Re: largest finite float from Dave Peterson on 2002-01-24 (www-xml-schema-comments@w3.org from January to March 2002)

From: Dave Peterson <davep@acm.org>
Date: Wed, 23 Jan 2002 22:47:18 -0500
To: zongaro@ca.ibm.com, www-xml-schema-comments@w3.org
Cc: cmsmcq@acm.org, ashokma@microsoft.com, Paul.V.Biron@kp.org
Message-Id: <a05010402b87520608b1b@[209.6.249.111]>
At 4:58 PM -0500 1/23/02, zongaro@ca.ibm.com wrote:
>C.M. Sperberg-McQueen wrote:
>[[
>The largest finite float, if I understand the notes correctly, is
>
>    m * 2**e
>
>where ** means exponentiation,
>        m is the largest number representable in the mantissa, and
>        e is the largest number representable as an exponent

[TERMINOLOGY NOTE:  m in this representation is *not* properly called the
mantissa.  "Significand" is better.]

>Since we have
>
>   m = 2 ** 24 - 1
>   e = 127
>
>it follows that
>
>   m * 2**e = (2**24) * (2**127) - 2**127
>            = 2**151 - 2**127
>
>]]
>
>A small correction here - the maximum value of e in that formula is 
>actually 104 (the minimum value is -149), so I believe the largest 
>finite float value is 2^128 - 2^104, which is approximately 
>3.4028x10^38.  (I'll refer to it as M below.)

Almost.  Depending on how old that paper of mine was--there was a time when
I was confused about how 754 approached this matter.

     o	For float, one uses 8 bits for e and 24 for m.

     o	For "normalized" numbers, the top bit of m is on.

     o	For normalized *positive* numbers, (since one bit is m's sign bit,
	there are 23 left), this means

	o    -127 <= e <= 127

	     (All bits on, -128, is reserved for signalling NaNs and
	     infinities.)

	o    2*22 <= m <= 2*23 - 1

     o	For e = 0, this would result in normalized positive numbers of the
	form m * 2**e running from 2**22 to 2**23 - 1 .  Then varying e
	equally on either side of 0 would bias things heavily in favor of
	large numbers.

     o	What they want is, for exponent zero, to have numbers close to and
	just less than 1.  This requires that you bias the exponent by -23.

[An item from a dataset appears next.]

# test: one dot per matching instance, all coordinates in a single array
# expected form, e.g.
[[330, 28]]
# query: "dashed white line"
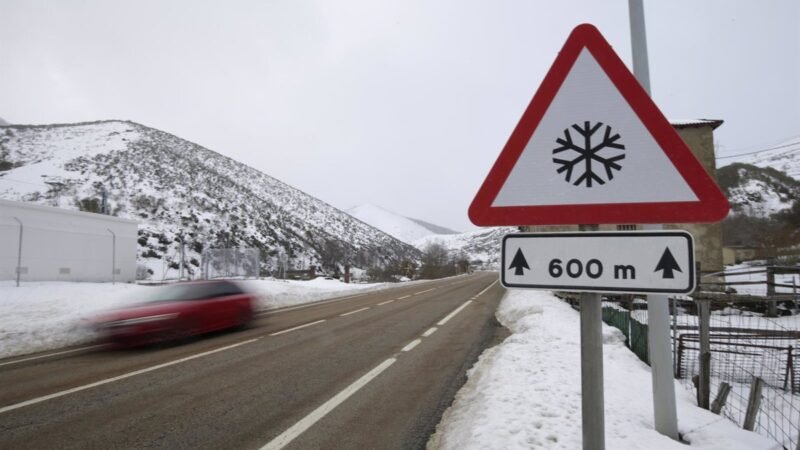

     o	This means the number represented by m and e is (m * 2**e * 2**-23)

Therefore the largest number representable is

	(2**23 - 1) * 2**127 * 2**-23

which is

	(2**23 - 1) * 2**104,  AKA  (2**127 - 2**104)

Net result is that Michael (and undoubtably me, back then) didn't bias the
exponent--and Michael, me back then, and Henry all failed to account for
the sign bit.  I leave it to those with time and calculator packages to
work out the decimal representation.

Henry continued, again quoting Michael:
>[[
>Some things are, unfortunately, not so clear to me:
>
>   (a) what the next largest float would be if we had one
>   (b) where the watershed point is between infinity and 2.85...E45
>   (c) whether the negative numbers are exactly the same as these
>       plus a minus sign, or divergent in some way
>
>I don't believe there has been any confusion over the watershed
>between zero and the smallest representable float.
>
>Dave, if you can confirm that I have correctly interpreted your
>notes, I'd be grateful.  Ditto if anyone can shed light on questions
>(a), (b), (c) above.
>]]
>
>      Regarding question (a), I'm not sure if there is a sensible 
>answer to that.  To have a next larger finite float value, you'd 
>have to have either more bits in the mantissa or more bits in the 
>exponent - which you choose determines what would be the next larger 
>float value.

Because of the bias, if you add more bits to the m (sorry, but it ain't a
mantissa) you also increase the bias, no net gain.  To get larger numbers
you must increase the exponent's bits.  Therefore, the next larger number
would be

	(2**22) * 2**(127 + 1) * 2**-23,  AKA  (2**127)

>[[
>A literal in the 
><http://www.w3.org/TR/2001/REC-xmlschema-2-20010502/#dt-lexical-space>·lexical 
>space· representing a decimal number d maps to the normalized value 
>in the 
><http://www.w3.org/TR/2001/REC-xmlschema-2-20010502/#dt-value-space>·value 
>space· of float that is closest to d in the sense defined by 
><http://www.w3.org/TR/2001/REC-xmlschema-2-20010502/#clinger1990>[Clinger, 
>WD (1990)]; if d is exactly halfway between two such values then the 
>even value is chosen.
>]]
>
>      A literal reading of that text would have any lexical value 
>representing a decimal number greater than M map to M, because 
>that's the closest normalized value in the value space.  So, for 
>instance, 1.0E+100000 would map to M.  I believe that behaviour 
>would be contrary to the expectations of most users.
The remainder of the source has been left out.